A recent amendment to the new U.K. rules on how share-based awards held by internationally mobile employees (IMEs) are taxed, set to come into force on April 6, 2015, will potentially allow any amounts chargeable to U.K. income tax on the vesting of restricted shares to be reduced by any amounts that were charged to non-U.K. income tax on acquisition. This may result in some of these employees paying less U.K. income tax than others (depending on the type of award and individual circumstances).
A recent amendment1 to the new U.K. rules on how share-based awards held by internationally mobile employees (IMEs) are taxed, set to come into force on 6 April 2015, will potentially allow any amounts chargeable to U.K. income tax on the vesting of restricted shares to be reduced by any amounts that were charged to non-U.K. income tax on acquisition.

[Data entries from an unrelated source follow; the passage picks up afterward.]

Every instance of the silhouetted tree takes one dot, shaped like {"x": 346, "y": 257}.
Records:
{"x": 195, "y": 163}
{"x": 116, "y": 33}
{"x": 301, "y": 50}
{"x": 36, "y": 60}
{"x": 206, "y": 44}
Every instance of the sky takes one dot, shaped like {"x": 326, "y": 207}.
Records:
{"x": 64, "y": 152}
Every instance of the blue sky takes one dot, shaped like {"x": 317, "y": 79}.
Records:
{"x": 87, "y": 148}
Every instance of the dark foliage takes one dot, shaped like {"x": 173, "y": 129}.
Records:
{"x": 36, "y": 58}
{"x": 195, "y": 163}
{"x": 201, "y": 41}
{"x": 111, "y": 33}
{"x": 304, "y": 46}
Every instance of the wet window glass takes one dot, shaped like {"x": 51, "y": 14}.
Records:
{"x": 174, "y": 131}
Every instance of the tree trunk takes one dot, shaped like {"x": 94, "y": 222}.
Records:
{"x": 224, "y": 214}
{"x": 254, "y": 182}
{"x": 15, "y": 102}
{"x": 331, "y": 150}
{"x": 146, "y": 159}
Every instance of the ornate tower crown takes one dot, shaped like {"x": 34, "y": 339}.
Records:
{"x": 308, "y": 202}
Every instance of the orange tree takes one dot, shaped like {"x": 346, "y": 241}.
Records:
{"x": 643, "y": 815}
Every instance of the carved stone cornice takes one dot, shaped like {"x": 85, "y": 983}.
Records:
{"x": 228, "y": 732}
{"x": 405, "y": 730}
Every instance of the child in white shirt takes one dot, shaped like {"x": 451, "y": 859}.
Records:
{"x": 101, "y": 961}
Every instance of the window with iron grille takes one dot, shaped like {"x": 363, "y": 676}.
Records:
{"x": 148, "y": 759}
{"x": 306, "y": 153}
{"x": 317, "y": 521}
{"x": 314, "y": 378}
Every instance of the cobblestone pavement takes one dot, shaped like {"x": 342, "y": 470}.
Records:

With the U.K. tax treatment of certain share incentives of IMEs changing, effective from 6 April 2015, existing awards will be affected, so that the U.K. tax treatment may differ from that which the assignee expects.
As discussed in Flash International Executive Alert 2014-032 (20 March 2014) Finance Bill 2014 is set to enact sweeping changes to the way in which share-based awards held by IMEs are taxed in the United Kingdom.
The Finance Bill received Royal Assent on 17 July 2014, becoming Finance Act, 2014.
The recent amendment concerning restricted shares is discussed below.
From 6 April 2015, IMEs will generally be charged to U.K. income tax on the proportion of the award that corresponds to the proportion of the ‘relevant period’ that the IME was working in the United Kingdom. For restricted shares, the ‘relevant period’ is generally the date of acquisition to the date of the chargeable event (e.g., when restrictions are removed).
While it is expected that these changes will be broadly positive, they will result in some IMEs paying less U.K. income tax under the new rules and others paying more, depending on the type of award and the employee’s individual circumstances.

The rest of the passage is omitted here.